The Jakarta Post --- Chinese companies have made rival bids for Southeast Asia’s biggest oil drilling company after India’s Aban Loyd Chilles Offshore Ltd. offered to buy a stake in PT Apexindo Pratama Duta valued at about US$170 million.
Aban said recently it is in talks for a 32 percent stake in Apexindo from PT Medco Energi Internasional, Indonesia’s largest publicly traded oil company, which controls the oil driller.
China National Offshore Oil Corp. and China Oilfield Services Ltd. have also joined a bid for Apexindo, Bisnis Indonesia reported Wednesday, citing an official it didn’t name.

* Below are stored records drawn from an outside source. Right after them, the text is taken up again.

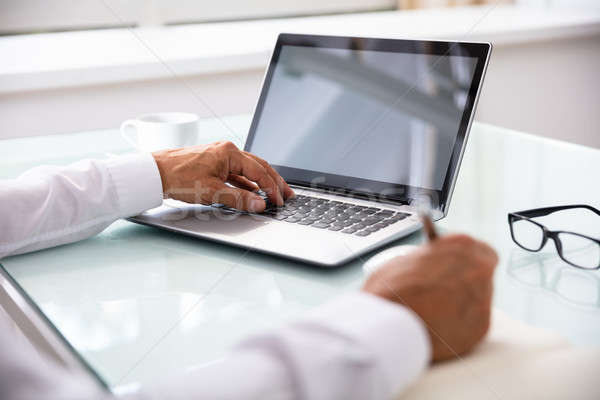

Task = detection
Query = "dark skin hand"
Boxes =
[152,142,294,212]
[152,142,498,361]
[363,235,498,361]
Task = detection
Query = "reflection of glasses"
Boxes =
[508,204,600,269]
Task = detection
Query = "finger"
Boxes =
[227,174,258,192]
[210,180,266,212]
[244,152,294,199]
[229,152,283,206]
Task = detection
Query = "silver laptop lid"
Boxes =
[245,34,491,219]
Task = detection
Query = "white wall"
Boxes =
[0,32,600,148]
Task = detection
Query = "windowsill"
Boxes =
[0,6,600,93]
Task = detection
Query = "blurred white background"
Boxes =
[0,0,600,148]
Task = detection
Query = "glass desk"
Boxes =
[0,115,600,391]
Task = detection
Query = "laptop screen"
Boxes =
[246,35,492,212]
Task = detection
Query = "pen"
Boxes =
[419,212,438,242]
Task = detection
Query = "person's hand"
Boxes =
[152,142,294,212]
[363,235,498,361]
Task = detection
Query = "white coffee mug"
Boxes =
[121,112,198,152]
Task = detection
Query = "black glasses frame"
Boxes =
[508,204,600,270]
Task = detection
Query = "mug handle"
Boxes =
[120,119,139,151]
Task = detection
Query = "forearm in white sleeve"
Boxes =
[0,154,162,258]
[133,293,430,400]
[0,293,430,400]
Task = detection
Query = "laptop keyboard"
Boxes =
[261,195,410,236]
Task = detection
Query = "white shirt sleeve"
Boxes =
[0,154,162,259]
[0,155,430,400]
[132,292,430,400]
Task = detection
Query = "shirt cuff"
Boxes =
[311,292,431,396]
[106,153,163,217]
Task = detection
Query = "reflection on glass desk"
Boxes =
[0,115,600,387]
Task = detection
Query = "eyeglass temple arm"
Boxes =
[515,204,600,218]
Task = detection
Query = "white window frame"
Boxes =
[0,0,398,34]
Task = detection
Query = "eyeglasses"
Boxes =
[508,204,600,269]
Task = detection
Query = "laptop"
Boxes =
[130,34,492,267]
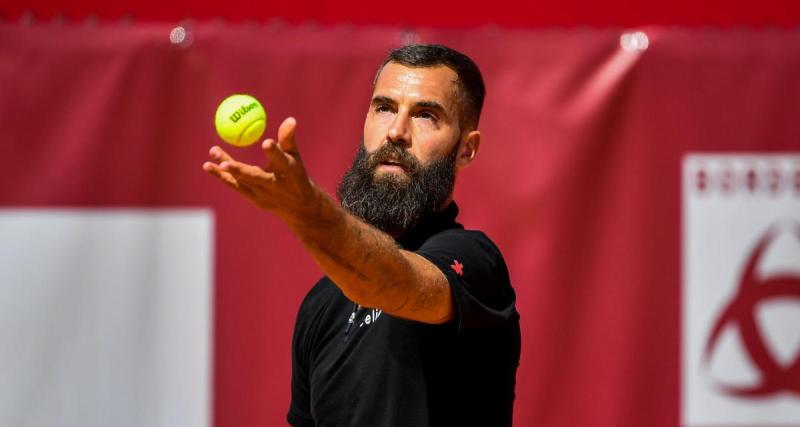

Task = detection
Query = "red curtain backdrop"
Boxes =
[0,0,800,28]
[0,23,800,427]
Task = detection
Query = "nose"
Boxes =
[386,110,411,145]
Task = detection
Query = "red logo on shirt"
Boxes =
[450,259,464,276]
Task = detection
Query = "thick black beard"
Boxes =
[336,143,458,237]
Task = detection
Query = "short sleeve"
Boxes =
[416,229,516,331]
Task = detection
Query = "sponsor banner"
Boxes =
[682,154,800,427]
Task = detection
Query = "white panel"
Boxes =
[681,153,800,427]
[0,209,213,427]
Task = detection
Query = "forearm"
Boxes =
[280,187,453,323]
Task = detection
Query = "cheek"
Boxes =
[364,114,389,151]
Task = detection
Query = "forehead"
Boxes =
[373,62,458,107]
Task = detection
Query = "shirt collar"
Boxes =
[397,201,464,251]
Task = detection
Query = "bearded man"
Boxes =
[203,45,520,427]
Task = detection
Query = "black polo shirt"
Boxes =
[287,203,520,427]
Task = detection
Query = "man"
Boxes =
[203,45,520,427]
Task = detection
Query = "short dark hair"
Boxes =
[373,44,486,128]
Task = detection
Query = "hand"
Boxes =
[203,117,314,216]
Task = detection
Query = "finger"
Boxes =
[203,162,253,197]
[208,145,233,162]
[203,162,239,189]
[278,117,300,156]
[261,139,290,172]
[219,161,275,187]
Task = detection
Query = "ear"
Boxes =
[456,130,481,169]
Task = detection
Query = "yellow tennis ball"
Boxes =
[214,95,267,147]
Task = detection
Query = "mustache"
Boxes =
[367,143,422,174]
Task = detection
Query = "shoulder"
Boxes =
[299,276,341,315]
[417,228,508,282]
[417,229,516,330]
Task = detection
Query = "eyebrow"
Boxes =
[371,95,449,116]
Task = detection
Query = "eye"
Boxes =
[417,110,439,122]
[375,104,392,113]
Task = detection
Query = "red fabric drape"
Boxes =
[0,23,800,427]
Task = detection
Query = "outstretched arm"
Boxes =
[203,118,453,323]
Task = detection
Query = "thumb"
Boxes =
[278,117,300,156]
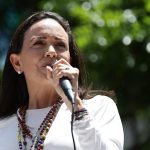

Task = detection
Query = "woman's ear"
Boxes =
[10,54,22,74]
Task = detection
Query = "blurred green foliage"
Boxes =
[0,0,150,150]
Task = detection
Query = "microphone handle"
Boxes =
[59,77,75,104]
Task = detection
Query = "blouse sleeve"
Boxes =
[74,96,124,150]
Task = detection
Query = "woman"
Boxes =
[0,11,123,150]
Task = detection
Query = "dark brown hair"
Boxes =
[0,11,87,118]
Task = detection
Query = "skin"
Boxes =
[10,18,83,110]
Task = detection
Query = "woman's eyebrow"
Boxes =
[30,36,47,42]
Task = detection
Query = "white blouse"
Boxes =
[0,95,124,150]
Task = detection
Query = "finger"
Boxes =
[46,66,53,79]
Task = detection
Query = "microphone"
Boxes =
[59,77,75,104]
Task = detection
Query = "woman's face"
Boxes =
[19,18,70,82]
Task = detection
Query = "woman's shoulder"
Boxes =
[84,95,117,115]
[0,115,17,130]
[84,95,116,107]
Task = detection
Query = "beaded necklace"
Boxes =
[17,100,63,150]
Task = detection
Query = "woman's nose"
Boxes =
[44,45,57,58]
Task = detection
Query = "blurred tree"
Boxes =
[0,0,150,150]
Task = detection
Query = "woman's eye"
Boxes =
[56,43,66,49]
[33,41,46,46]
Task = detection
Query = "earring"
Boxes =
[18,70,21,74]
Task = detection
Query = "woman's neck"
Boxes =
[28,84,60,109]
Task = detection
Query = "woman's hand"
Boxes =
[47,59,83,110]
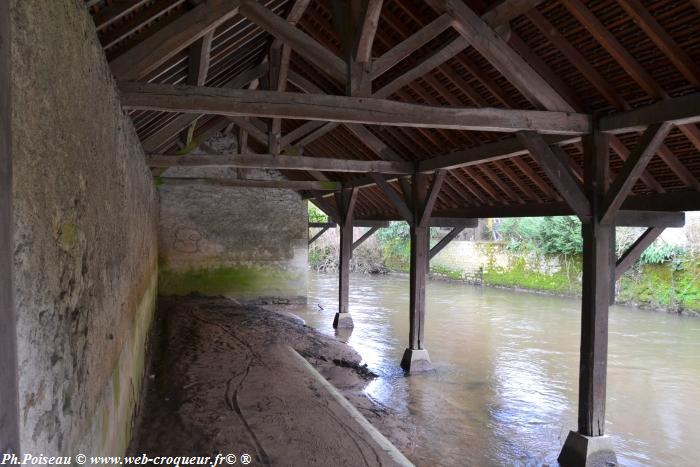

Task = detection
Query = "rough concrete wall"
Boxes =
[158,137,308,302]
[10,0,158,455]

“Aban Loyd came to us and as the news spread, some Chinese companies then told us, “Hey we want to buy it too,” Rashid Mangunkusumo, Medco’s chief growth officer, said in an interview in Jakarta, without naming the Chinese bidders.
“We won’t be rushing to sell Apexindo. It’s very profitable unit for us. And if we sell it, we want the highest price.”
Indian and Chinese companies are competing to acquire overseas oil exploration assets to meet rising demand at home as crude oil prices surge.
China and India consume 11 percent from the world’s oil, up from 9 percent in 2000, according to BP Plc data. Apexindo, which is partly owned by SeaDrill Ltd., an oil-rig owner controlled by Norwegian billionaire John Fredriksen, swung to a profit in the first half of the year.
Liu Junshan, a Beijing-based spokesman for China National Offshore Oil Corp., and Helen Wu, a spokeswoman for China Oilfield Services Ltd., both said they had no knowledge of their companies bidding for Apexindo.
Apexindo had net income of Rp 191.5 billion in the first six months, from a loss of Rp 72.5 billion a year earlier. Sales climbed 29 percent to Rp 635.3 billion. The company last posted an annual profit in 2003.